For the past two years, enterprise AI has largely centred on copilots and conversational assistants. These tools offered real productivity gains, but they worked in isolation, each operating within a single workflow or system. As organisations now begin deploying multiple autonomous AI agents across departments, a new competitive landscape has emerged. Vendors are now vying for control of the ‘agent layer’: the infrastructure used to orchestrate, govern, monitor, and optimise enterprise AI agents at scale.
Artemis enters the contest
It is against this backdrop that Kore.ai has chosen to launch Artemis, a new generation of its Agent Platform which provides an AI-programmable, AI-native foundation for building, governing, and optimising enterprise AI agents. The platform is currently available on Microsoft Azure, with further cloud availability to follow.
Three technical innovations underpin the platform. Agent Blueprint Language (ABL) is a language that standardises how agents are defined, validated, and governed, with six built-in orchestration patterns covering delegation, escalation, and agent-to-agent coordination. Arch, described by Kore.ai as an AI agent architect, turns business objectives into production-ready agent designs and continuously refines them using real-world signals. A Dual-Brain Architecture combines agentic reasoning with deterministic flows, managed by a single system and operating through shared memory.
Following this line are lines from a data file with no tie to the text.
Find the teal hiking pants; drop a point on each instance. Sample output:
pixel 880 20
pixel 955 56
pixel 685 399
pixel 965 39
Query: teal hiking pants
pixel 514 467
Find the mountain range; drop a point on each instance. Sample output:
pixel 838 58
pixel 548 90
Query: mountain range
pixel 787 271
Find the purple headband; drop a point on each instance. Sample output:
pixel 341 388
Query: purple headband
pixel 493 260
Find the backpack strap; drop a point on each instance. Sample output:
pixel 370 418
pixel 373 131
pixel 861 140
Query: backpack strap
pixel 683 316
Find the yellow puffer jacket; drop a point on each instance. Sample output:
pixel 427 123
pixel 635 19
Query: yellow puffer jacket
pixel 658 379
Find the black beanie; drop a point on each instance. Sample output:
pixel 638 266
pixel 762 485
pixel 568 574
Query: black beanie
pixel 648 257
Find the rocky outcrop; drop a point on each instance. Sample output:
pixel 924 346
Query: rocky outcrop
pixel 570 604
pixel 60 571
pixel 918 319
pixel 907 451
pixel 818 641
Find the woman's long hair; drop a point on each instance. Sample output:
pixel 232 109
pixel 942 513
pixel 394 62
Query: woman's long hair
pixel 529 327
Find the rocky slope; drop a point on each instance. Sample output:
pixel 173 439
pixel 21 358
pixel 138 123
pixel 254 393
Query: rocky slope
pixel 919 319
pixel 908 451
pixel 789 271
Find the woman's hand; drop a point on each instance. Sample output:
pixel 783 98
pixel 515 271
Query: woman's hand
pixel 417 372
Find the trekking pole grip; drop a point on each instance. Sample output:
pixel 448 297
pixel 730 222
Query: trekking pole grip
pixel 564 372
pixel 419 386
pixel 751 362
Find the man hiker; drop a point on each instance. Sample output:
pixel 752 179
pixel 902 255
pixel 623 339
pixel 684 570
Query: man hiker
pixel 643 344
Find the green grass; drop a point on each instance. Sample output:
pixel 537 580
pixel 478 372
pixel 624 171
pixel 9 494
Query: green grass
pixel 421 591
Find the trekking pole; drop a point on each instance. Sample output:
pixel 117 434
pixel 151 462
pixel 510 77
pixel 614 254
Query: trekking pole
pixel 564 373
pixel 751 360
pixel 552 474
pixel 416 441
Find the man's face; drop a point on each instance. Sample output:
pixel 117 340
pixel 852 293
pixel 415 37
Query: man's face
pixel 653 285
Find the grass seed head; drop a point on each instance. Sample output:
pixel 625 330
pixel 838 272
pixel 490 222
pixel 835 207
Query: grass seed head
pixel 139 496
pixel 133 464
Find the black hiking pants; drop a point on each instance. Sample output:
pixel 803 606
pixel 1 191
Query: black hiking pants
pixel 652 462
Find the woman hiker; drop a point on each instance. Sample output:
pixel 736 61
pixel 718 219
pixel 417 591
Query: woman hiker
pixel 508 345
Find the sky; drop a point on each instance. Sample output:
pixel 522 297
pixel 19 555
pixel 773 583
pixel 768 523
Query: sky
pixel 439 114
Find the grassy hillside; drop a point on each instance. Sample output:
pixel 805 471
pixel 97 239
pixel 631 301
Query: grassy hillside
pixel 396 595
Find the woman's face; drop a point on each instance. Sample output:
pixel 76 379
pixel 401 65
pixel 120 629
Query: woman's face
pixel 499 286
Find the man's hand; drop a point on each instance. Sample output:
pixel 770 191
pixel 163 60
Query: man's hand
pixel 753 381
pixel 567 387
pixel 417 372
The competition is intensifying
Artemis is the latest indication that the enterprise AI battle is shifting, or at least expanding, in this direction. Raj Koneru, CEO and Founder of Kore.ai, said the launch reflects the arrival of what he calls enterprise AI's “third wave”: “The Kore.ai Agent Platform reflects this shift [towards governance, observability, and trust] by bringing an AI-native architecture to market that enables enterprises to build, manage, and optimise multiagent systems with confidence.”
Other multi-agent orchestration layers to have entered the market recently include Salesforce’s multi-agent orchestration within Agentforce, SAP’s autonomous enterprise, Zendesk’s autonomous service workforce, and 8x8’s Engage model.
Kore.ai's model-agnostic approach positions it against platforms with tighter ecosystem dependencies. Where Salesforce is built around CRM and Microsoft around Azure and Copilot, Kore.ai is positioning itself as a layer designed to operate across all of them.
Governance becomes the product
As an increasingly in-demand aspect of the AI agent layer, Artemis has sought to make governance architectural rather than a compliance add-on. Research from Sinch found that 73% of organisations had rolled back AI customer agents as the realities of governance are taking effect. Kore.ai's response is to enforce every agent action as a “logged, traced, and analysed” event in real time, with deterministic constraints applied at the platform level rather than being left to the agent.
The battle for the agent layer
As enterprises deploy growing numbers of interconnected AI agents across customer journeys, priorities are evolving from simply deploying AI to coordinating it at scale. Growing demands around interoperability, observability, governance, and the risk of agent sprawl across systems, workflows, and departments are pushing vendors beyond standalone assistants and toward enterprise-wide orchestration platforms.
For CX leaders, the next competitive advantage may not belong to the companies with the most capable agents, but to the platforms best able to manage increasingly complex AI ecosystems.